Natural gas futures at 13-year highs in the US

The possibility that the European Union and other nations, such as Japan, will apply additional measures against imports of Russian energy products - not just coal - is putting pressure on oil and gas prices. US natural gas futures hit a new 13-and-a-half year high on Monday, trading at more than $7.55 per million British thermal units.
Tensions due to the war in Ukraine are joined by other factors; such as declining production and various operational problems in pipelines, including those operating in New Mexico. However, the central issue focuses on the concern regarding the recovery of acceptable levels of gas inventories in Europe. This issue also adds to the increase in exports of Liquefied Natural Gas (LNG) by the United States, which have reached a historic figure. An example of this is that it has become the main supplier of this hydrocarbon to Spain.
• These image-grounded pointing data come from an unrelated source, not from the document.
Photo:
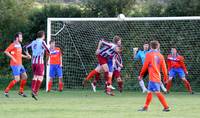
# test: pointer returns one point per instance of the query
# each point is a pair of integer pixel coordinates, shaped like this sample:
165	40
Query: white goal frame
49	20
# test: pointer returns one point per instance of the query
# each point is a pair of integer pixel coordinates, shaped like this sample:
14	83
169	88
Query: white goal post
129	22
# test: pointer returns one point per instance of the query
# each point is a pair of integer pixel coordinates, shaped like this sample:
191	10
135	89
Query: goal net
79	37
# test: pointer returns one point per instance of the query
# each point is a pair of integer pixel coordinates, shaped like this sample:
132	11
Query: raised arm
164	69
144	67
183	65
45	47
7	52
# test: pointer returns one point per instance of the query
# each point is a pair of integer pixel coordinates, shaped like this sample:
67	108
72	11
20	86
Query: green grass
86	104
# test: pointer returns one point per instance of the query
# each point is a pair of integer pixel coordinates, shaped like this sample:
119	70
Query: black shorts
146	74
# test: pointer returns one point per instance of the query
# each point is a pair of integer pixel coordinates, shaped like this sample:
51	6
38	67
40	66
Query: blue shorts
174	71
18	70
55	71
154	86
110	65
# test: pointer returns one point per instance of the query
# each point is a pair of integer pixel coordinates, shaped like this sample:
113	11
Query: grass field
86	104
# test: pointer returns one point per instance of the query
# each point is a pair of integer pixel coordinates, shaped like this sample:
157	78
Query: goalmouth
78	38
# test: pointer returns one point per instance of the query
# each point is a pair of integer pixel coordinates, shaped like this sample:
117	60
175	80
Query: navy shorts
18	70
154	86
55	71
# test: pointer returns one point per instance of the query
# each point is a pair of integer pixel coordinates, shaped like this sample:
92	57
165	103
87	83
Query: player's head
119	49
154	45
18	37
117	40
173	51
52	43
41	34
146	45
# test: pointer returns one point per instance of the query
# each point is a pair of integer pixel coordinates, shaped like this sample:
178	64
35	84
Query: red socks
96	79
91	74
33	83
22	84
162	100
37	86
148	100
120	85
50	85
60	88
169	84
10	86
160	97
187	85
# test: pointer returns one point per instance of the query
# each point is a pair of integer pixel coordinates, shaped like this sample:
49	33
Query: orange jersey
176	62
55	56
153	62
16	51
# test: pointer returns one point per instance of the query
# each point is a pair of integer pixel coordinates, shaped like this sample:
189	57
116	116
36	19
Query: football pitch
86	104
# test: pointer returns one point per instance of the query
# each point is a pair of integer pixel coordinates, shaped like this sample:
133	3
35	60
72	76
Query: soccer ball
121	16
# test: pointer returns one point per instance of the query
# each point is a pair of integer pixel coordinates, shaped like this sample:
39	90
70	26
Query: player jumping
55	66
141	55
105	51
176	65
14	51
153	62
38	47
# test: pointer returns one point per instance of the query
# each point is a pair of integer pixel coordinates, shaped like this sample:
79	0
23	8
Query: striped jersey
38	47
16	51
153	63
117	61
176	62
55	56
108	49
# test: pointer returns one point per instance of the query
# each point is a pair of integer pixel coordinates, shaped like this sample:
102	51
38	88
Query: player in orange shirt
176	65
55	66
14	51
154	61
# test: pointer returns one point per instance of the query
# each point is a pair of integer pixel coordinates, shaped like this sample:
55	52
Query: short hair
154	44
51	41
17	35
40	34
146	42
116	39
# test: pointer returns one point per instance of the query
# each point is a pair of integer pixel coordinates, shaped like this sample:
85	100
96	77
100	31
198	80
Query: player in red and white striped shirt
38	47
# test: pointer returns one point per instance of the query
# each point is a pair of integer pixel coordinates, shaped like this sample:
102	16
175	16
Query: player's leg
172	73
117	75
16	74
52	74
185	81
39	73
23	77
60	76
50	84
154	87
163	88
141	83
34	80
148	97
94	72
110	75
120	84
38	84
94	83
162	101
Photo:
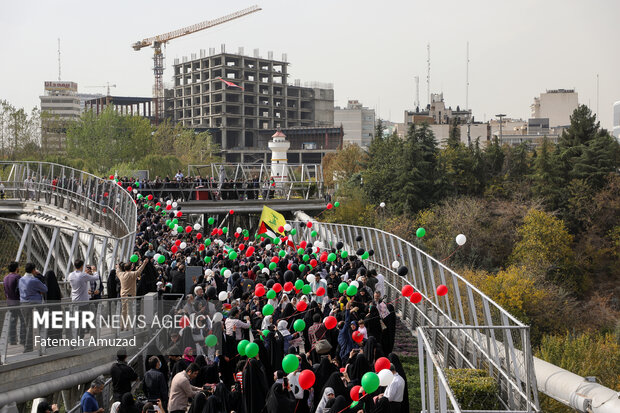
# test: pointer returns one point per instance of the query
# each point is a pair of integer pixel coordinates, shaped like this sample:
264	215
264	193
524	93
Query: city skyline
517	49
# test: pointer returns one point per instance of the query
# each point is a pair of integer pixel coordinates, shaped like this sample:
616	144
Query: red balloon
306	379
381	364
415	298
330	322
184	322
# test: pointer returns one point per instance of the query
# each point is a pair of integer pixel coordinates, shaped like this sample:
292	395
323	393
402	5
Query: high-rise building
557	105
60	105
616	130
237	97
358	123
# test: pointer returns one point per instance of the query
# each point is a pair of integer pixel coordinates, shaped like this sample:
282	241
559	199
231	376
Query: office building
358	123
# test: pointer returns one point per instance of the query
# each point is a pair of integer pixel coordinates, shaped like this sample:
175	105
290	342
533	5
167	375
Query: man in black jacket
122	375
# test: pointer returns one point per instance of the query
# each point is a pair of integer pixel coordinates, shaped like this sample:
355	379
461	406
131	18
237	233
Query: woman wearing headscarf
255	387
328	393
389	333
395	360
128	404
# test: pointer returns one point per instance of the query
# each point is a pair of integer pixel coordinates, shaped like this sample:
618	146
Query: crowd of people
293	325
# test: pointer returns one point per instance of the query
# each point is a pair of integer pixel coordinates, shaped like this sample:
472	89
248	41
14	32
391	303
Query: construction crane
162	39
108	86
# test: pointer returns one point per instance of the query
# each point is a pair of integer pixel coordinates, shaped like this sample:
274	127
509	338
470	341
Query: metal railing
99	201
477	332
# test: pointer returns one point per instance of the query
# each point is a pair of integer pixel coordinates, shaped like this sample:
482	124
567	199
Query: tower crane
162	39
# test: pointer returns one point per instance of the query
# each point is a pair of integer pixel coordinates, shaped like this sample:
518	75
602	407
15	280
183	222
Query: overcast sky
369	50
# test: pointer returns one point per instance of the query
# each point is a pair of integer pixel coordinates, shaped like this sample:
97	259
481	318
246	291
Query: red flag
231	84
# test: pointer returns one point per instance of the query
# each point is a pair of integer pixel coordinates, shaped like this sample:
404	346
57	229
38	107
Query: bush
473	389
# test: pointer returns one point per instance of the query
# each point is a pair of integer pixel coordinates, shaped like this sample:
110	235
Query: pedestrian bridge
62	213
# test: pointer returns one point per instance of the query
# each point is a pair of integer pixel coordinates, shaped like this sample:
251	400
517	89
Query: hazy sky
369	50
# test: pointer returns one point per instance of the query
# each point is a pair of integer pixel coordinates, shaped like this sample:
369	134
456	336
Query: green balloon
290	363
211	340
241	347
268	308
251	350
370	382
299	325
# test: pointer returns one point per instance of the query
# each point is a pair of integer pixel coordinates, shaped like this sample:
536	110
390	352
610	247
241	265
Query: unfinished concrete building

Germany, however, as well as Hungary, are acting as a brake on the alternative of extending embargoes to Russia. Expert opinion stresses that a drastic reduction in purchases of Russian gas and crude oil would have a very negative impact on the country led by Olaf Scholz.
While Europe is on average 40% dependent on Russian gas, the weight of the hydrocarbon supplied by Gazprom is almost 60% in Germany's case. Nevertheless, Berlin has opted for the nationalisation of the Russian giant's subsidiary in its country. Gazprom Germania controlled the infrastructures that store gas reserves, which has been seen as a first step towards reducing dependence on Siberian fields.

In this context, Russian President Vladimir Putin has stated that there is currently no alternative for his country's gas in the face of the possibility that Europe and its allies might impose an embargo on this raw material. At a meeting on the situation in Russia's oil and gas sectors, he also stressed that replacing Russian energy resources with alternative supplies will affect the entire global economy. "Supplies from other countries, mainly from the United States that can be shipped to Europe, will be more expensive," he added.
Meanwhile, Italian Prime Minister Mario Draghi said the proposal to cap gas prices is gaining support in the European Union and will be discussed at the next European Council.